Obligation alimentaire : contester la répartition entre frères et demi-frères
Le désaccord au sein d’une fratrie recomposée porte généralement sur deux points : l’un des obligés estime que sa part est disproportionnée, ou un demi-frère conteste devoir contribuer au même niveau qu’un enfant biologique issu de la première union.
Sur le plan juridique, la distinction entre enfant biologique et enfant adoptif plénière n’a aucune incidence : l’adoption plénière confère les mêmes obligations alimentaires que la filiation biologique. L’enfant du nouveau conjoint qui a été adopté par le parent âgé figure parmi les obligés au même titre que les autres.
En revanche, le simple enfant du conjoint (beau-fils, belle-fille sans adoption) n’a aucune obligation alimentaire directe envers le beau-parent qui ne l’a pas adopté. Cette distinction est déterminante dans les fratries recomposées, où cohabitent souvent enfants biologiques, enfants adoptés et enfants du conjoint sans lien juridique.

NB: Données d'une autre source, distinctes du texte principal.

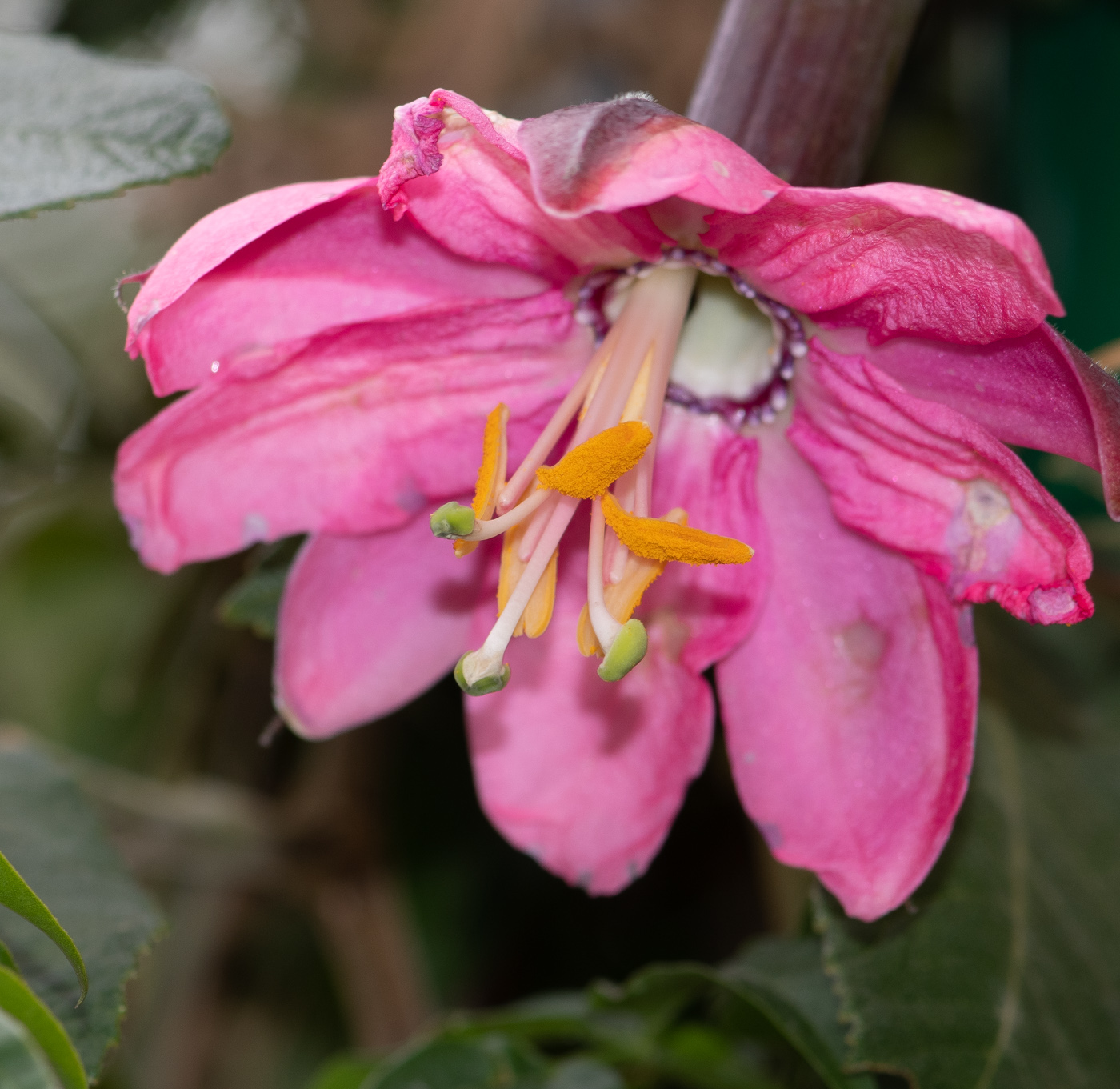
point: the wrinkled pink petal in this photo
(220, 235)
(586, 775)
(893, 259)
(414, 151)
(630, 151)
(367, 623)
(850, 711)
(1036, 390)
(926, 481)
(709, 470)
(338, 263)
(354, 433)
(478, 199)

Recours devant le juge aux affaires familiales
En cas de désaccord persistant, tout obligé peut saisir le juge aux affaires familiales pour demander une fixation judiciaire des parts. Le juge procède à un examen individualisé et peut exonérer un obligé dont les revenus sont insuffisants, ou réduire sa part.
Un élément souvent négligé : l’article 207 alinéa 2 du Code civil permet au juge de décharger un enfant de son obligation si le parent a gravement manqué à ses propres obligations. Dans les familles recomposées, un enfant qui a été abandonné par le parent demandeur peut invoquer ce motif. La jurisprudence exige une preuve tangible du manquement, pas une simple distension du lien.
La fixation amiable reste préférable. Un accord entre tous les obligés, formalisé par écrit et transmis au conseil départemental dans le cadre de l’ASH, évite une procédure judiciaire longue et coûteuse. Le département n’est pas lié par cet accord mais le prend en compte dans son évaluation.
L’obligation alimentaire dans une fratrie recomposée ne se résout pas avec une simple division par le nombre de têtes. Chaque situation exige un inventaire précis des liens juridiques (filiation, adoption, alliance) et des capacités financières réelles de chaque foyer. Le recours à un avocat spécialisé en droit de la famille permet de sécuriser la répartition avant qu’un conflit ne s’installe durablement entre les différentes branches de la fratrie.